Schedule a manicure/pedicure right before surgery (make sure your 2 index fingers are free of any nail coverage for surgical monitoring purposes).
I told 3 friends about the surgery, all of whom participated in some way in my recovery. I wasn’t sure how my husband would fare, so I had 2 friends scheduled to see me for two 3-4 hour shifts (9-12, 1-4) on my first post-operative day. My husband did extremely well, and did not really need “relief”, but having my friends there did ease the strain. My husband bought a new telephone system, one with “an intercom”, and we practiced using it (me with my eyes closed) just in case… and it was time and effort well spent. We used it several times, allowing me to stay in bed and make a request for assistance without having to get out of bed.
I bought some “books on CD” to help keep me occupied…and what a relief it was to have them available. I donated those I bought to Dr. Creasman’s office, so a “library” could be established for future patients.
I cleared my calendar for a month….and stuck to it.
I took catnaps any time I felt one coming on, until I didn’t feel the need to do that anymore.
I used gel antibacterial agents constantly… and kept them at my bedside table to assure my hands were germ-free. My 3 cats were eager to be around me (and while their being around me was not recommended), I petted them to say hello… and then cleaned my hands immediately.
I ordered my housekeeping service to visit me every week so I did not have to bend over for any reason. This was in keeping with the rule to not bend over and increase intracranial pressure (hurt my eyes). I kept my weekly service for 6 weeks, and then eased my way back into cleaning, being cognizant of proper body mechanics to reduce eye pressure. Expect your face and neck to feel tight…and learn to live with that new feeling.

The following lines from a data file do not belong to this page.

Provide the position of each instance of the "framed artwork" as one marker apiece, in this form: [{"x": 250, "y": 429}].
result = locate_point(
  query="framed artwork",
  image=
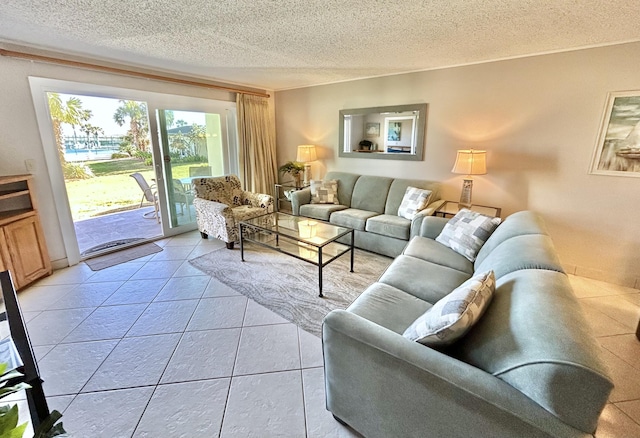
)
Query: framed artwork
[
  {"x": 395, "y": 129},
  {"x": 617, "y": 151},
  {"x": 372, "y": 129}
]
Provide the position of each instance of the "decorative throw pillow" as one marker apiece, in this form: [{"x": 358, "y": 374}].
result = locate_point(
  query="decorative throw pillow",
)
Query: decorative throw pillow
[
  {"x": 467, "y": 231},
  {"x": 452, "y": 316},
  {"x": 414, "y": 200},
  {"x": 324, "y": 192}
]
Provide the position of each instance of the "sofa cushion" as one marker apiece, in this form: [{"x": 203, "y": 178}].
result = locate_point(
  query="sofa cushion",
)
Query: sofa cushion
[
  {"x": 389, "y": 307},
  {"x": 535, "y": 337},
  {"x": 346, "y": 183},
  {"x": 399, "y": 187},
  {"x": 425, "y": 280},
  {"x": 370, "y": 193},
  {"x": 320, "y": 211},
  {"x": 351, "y": 218},
  {"x": 387, "y": 225},
  {"x": 517, "y": 224},
  {"x": 413, "y": 201},
  {"x": 324, "y": 192},
  {"x": 467, "y": 231},
  {"x": 531, "y": 251},
  {"x": 434, "y": 252},
  {"x": 453, "y": 316}
]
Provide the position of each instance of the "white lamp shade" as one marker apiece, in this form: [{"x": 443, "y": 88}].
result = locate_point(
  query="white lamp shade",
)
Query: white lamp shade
[
  {"x": 470, "y": 162},
  {"x": 306, "y": 153}
]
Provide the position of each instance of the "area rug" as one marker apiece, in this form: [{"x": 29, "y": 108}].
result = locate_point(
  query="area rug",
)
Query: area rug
[
  {"x": 288, "y": 286},
  {"x": 122, "y": 256}
]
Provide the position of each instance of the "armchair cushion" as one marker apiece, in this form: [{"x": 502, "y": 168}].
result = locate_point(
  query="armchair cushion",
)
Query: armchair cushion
[{"x": 221, "y": 204}]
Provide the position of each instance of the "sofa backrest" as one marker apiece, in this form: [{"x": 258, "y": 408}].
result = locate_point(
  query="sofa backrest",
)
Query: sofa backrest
[
  {"x": 370, "y": 193},
  {"x": 399, "y": 187},
  {"x": 535, "y": 337},
  {"x": 346, "y": 183}
]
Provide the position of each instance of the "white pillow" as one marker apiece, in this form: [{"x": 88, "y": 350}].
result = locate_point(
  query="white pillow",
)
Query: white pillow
[
  {"x": 414, "y": 200},
  {"x": 467, "y": 231},
  {"x": 452, "y": 316},
  {"x": 324, "y": 192}
]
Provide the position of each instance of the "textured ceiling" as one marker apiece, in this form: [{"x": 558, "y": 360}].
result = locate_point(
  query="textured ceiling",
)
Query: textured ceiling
[{"x": 282, "y": 44}]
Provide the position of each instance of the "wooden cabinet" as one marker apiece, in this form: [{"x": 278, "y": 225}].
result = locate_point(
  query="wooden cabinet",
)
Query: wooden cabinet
[{"x": 23, "y": 250}]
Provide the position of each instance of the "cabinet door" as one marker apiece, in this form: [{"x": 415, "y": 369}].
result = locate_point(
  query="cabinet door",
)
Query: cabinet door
[{"x": 27, "y": 250}]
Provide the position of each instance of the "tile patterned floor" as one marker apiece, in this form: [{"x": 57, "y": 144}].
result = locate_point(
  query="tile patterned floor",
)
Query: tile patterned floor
[{"x": 155, "y": 348}]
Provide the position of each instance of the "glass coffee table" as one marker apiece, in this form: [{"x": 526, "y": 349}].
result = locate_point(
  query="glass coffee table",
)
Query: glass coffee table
[{"x": 306, "y": 239}]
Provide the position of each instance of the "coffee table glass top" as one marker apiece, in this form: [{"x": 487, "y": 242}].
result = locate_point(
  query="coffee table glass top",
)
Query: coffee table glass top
[{"x": 300, "y": 228}]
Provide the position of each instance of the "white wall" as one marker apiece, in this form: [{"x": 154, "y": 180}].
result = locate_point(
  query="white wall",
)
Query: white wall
[
  {"x": 20, "y": 139},
  {"x": 537, "y": 117}
]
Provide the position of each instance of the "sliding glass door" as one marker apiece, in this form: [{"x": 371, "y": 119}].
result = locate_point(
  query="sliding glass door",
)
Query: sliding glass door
[{"x": 192, "y": 144}]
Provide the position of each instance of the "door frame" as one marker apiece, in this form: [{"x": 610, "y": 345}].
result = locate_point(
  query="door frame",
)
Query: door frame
[{"x": 39, "y": 89}]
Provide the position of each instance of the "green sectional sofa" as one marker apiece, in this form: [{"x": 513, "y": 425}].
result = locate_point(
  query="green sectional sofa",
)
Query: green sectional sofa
[
  {"x": 530, "y": 366},
  {"x": 369, "y": 205}
]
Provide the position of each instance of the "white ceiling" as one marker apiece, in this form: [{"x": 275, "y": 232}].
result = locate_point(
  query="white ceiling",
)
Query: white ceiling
[{"x": 282, "y": 44}]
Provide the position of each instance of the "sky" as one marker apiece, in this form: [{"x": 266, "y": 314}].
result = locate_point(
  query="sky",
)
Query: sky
[{"x": 103, "y": 109}]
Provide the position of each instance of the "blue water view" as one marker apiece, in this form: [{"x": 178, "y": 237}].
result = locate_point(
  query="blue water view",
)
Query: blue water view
[{"x": 75, "y": 155}]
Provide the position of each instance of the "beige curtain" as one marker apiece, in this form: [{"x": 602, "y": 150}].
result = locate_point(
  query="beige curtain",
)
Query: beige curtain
[{"x": 257, "y": 144}]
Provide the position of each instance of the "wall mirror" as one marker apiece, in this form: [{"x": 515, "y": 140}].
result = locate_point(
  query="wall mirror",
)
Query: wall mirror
[{"x": 385, "y": 132}]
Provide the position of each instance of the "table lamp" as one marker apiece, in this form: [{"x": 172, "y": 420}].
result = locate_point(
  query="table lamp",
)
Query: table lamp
[
  {"x": 307, "y": 154},
  {"x": 469, "y": 162}
]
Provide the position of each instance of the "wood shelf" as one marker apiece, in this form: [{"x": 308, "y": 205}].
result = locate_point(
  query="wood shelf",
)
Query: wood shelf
[{"x": 23, "y": 250}]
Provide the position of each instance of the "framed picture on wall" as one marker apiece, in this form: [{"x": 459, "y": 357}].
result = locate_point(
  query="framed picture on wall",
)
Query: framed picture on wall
[
  {"x": 372, "y": 129},
  {"x": 617, "y": 150}
]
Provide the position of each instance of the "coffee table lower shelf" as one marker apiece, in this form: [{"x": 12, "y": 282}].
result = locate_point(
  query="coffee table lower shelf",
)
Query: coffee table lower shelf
[{"x": 317, "y": 255}]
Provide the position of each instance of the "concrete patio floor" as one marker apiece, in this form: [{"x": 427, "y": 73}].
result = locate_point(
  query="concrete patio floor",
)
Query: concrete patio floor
[{"x": 116, "y": 226}]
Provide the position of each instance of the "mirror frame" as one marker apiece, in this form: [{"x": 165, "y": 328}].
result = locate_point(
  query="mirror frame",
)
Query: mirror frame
[{"x": 420, "y": 134}]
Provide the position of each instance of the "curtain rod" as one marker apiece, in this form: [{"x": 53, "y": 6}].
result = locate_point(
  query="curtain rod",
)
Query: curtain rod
[{"x": 77, "y": 64}]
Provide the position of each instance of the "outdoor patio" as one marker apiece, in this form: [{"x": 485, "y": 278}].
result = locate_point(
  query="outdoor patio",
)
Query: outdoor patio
[{"x": 116, "y": 226}]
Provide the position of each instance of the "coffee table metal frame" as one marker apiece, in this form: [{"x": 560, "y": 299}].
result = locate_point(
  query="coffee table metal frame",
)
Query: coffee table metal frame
[{"x": 306, "y": 239}]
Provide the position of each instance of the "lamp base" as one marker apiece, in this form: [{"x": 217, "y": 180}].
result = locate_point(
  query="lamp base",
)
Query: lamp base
[
  {"x": 307, "y": 174},
  {"x": 465, "y": 195}
]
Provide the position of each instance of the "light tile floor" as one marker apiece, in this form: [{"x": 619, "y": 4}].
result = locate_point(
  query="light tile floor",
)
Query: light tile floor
[{"x": 155, "y": 348}]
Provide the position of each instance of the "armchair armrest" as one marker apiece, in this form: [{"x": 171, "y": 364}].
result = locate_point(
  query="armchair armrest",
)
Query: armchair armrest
[
  {"x": 258, "y": 199},
  {"x": 298, "y": 198},
  {"x": 410, "y": 389}
]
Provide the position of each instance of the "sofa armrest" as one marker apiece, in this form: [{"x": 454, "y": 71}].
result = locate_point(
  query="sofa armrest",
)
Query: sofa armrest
[
  {"x": 416, "y": 222},
  {"x": 298, "y": 198},
  {"x": 385, "y": 385},
  {"x": 432, "y": 226}
]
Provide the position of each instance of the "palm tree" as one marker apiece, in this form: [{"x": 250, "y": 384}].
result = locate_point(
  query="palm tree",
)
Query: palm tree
[
  {"x": 136, "y": 112},
  {"x": 70, "y": 112}
]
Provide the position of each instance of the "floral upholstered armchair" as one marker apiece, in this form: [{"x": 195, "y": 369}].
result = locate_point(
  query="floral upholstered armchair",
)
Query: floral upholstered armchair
[{"x": 221, "y": 204}]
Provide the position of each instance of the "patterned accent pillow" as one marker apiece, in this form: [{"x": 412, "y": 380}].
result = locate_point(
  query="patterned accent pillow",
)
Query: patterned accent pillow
[
  {"x": 452, "y": 316},
  {"x": 467, "y": 231},
  {"x": 324, "y": 192},
  {"x": 414, "y": 200}
]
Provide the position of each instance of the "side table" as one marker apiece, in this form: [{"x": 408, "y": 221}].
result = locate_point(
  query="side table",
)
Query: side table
[
  {"x": 279, "y": 195},
  {"x": 450, "y": 208}
]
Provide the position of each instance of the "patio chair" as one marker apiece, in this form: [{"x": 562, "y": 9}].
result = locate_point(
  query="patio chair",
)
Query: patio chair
[
  {"x": 221, "y": 204},
  {"x": 199, "y": 171},
  {"x": 149, "y": 194}
]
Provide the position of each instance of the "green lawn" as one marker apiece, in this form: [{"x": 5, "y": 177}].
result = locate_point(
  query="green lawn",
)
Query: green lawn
[{"x": 112, "y": 189}]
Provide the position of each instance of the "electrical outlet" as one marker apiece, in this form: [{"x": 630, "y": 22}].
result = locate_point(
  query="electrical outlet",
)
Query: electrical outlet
[{"x": 30, "y": 164}]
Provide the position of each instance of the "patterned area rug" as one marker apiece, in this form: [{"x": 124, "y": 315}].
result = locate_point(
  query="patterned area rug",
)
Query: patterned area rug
[{"x": 288, "y": 286}]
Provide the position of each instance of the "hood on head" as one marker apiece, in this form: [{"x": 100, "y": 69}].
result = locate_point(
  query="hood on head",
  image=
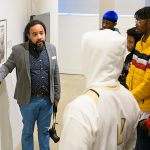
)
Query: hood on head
[{"x": 103, "y": 53}]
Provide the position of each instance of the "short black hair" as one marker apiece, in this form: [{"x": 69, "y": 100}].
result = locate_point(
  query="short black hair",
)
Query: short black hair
[
  {"x": 132, "y": 32},
  {"x": 31, "y": 24},
  {"x": 143, "y": 13}
]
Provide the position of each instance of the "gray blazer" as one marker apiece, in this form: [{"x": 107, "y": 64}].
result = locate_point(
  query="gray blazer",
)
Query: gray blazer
[{"x": 19, "y": 59}]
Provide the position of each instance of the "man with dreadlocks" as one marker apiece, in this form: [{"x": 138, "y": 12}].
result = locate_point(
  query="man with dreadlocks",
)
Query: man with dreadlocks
[{"x": 138, "y": 79}]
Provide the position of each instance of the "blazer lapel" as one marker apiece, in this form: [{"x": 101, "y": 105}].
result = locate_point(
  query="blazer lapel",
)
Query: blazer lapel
[
  {"x": 26, "y": 56},
  {"x": 49, "y": 52}
]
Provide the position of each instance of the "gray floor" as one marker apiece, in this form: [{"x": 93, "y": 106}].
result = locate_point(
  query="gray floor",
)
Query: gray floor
[{"x": 71, "y": 87}]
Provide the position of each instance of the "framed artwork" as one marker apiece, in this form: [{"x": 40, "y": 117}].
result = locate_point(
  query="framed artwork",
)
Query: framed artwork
[{"x": 3, "y": 40}]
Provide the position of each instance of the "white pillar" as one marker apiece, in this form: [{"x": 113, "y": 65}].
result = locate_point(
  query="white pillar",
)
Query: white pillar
[{"x": 104, "y": 6}]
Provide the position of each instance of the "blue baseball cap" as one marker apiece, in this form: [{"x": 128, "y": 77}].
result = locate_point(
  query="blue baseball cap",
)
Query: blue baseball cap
[{"x": 111, "y": 16}]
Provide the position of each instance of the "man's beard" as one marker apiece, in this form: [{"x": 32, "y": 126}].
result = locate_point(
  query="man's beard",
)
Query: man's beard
[{"x": 39, "y": 45}]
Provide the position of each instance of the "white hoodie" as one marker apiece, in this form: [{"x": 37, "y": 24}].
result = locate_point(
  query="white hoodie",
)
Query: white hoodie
[{"x": 107, "y": 122}]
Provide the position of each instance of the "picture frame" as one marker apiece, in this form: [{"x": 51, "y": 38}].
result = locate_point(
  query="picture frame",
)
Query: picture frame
[{"x": 3, "y": 40}]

Take your pain medication before you see the surgeon for suture removals…it will reduce your stress and pain insurmountably… and have a friend or spouse drive you both ways. These are not visits to go to on your own. Don’t be surprised about: not being able to yawn widely (yet); I still have some reduced sensation around my jawline, near my ears, … and as such have difficulty sleeping on my side… but things have improved dramatically since my surgery, and I suspect will continue to do so.
Invest in Trish McEvoyeyeshadow brushes. In my experience, they are the best available and will do the job beautifully with the least stress on you new lids. Initially, my lashes did not feel like my own, but now they do… anything you can do to reduce undue stress and pressure on your new eyes will help you immensely.
I also committed to giving up jogging as well as any high impact exercises, as they would all contribute to “pulling down” on what Dr. Creasman worked so hard on “pulling up”. I now participate in low impact step aerobics, do free weights, ball class, and step’n’sculpt, all of which are stretching, toning, strengthening, but all low impact. I also walk with friends around our property complex, about 4 ½ miles, at a good clip. Mentally, I can commit to this, and am doing this of my own volition. I feel wonderful and believe I’m still getting good exercise but less stressfully than before.
In summary, I am happy with my decision, my surgeon, my surgery experience, and my outcome. I wish you all the best for yours!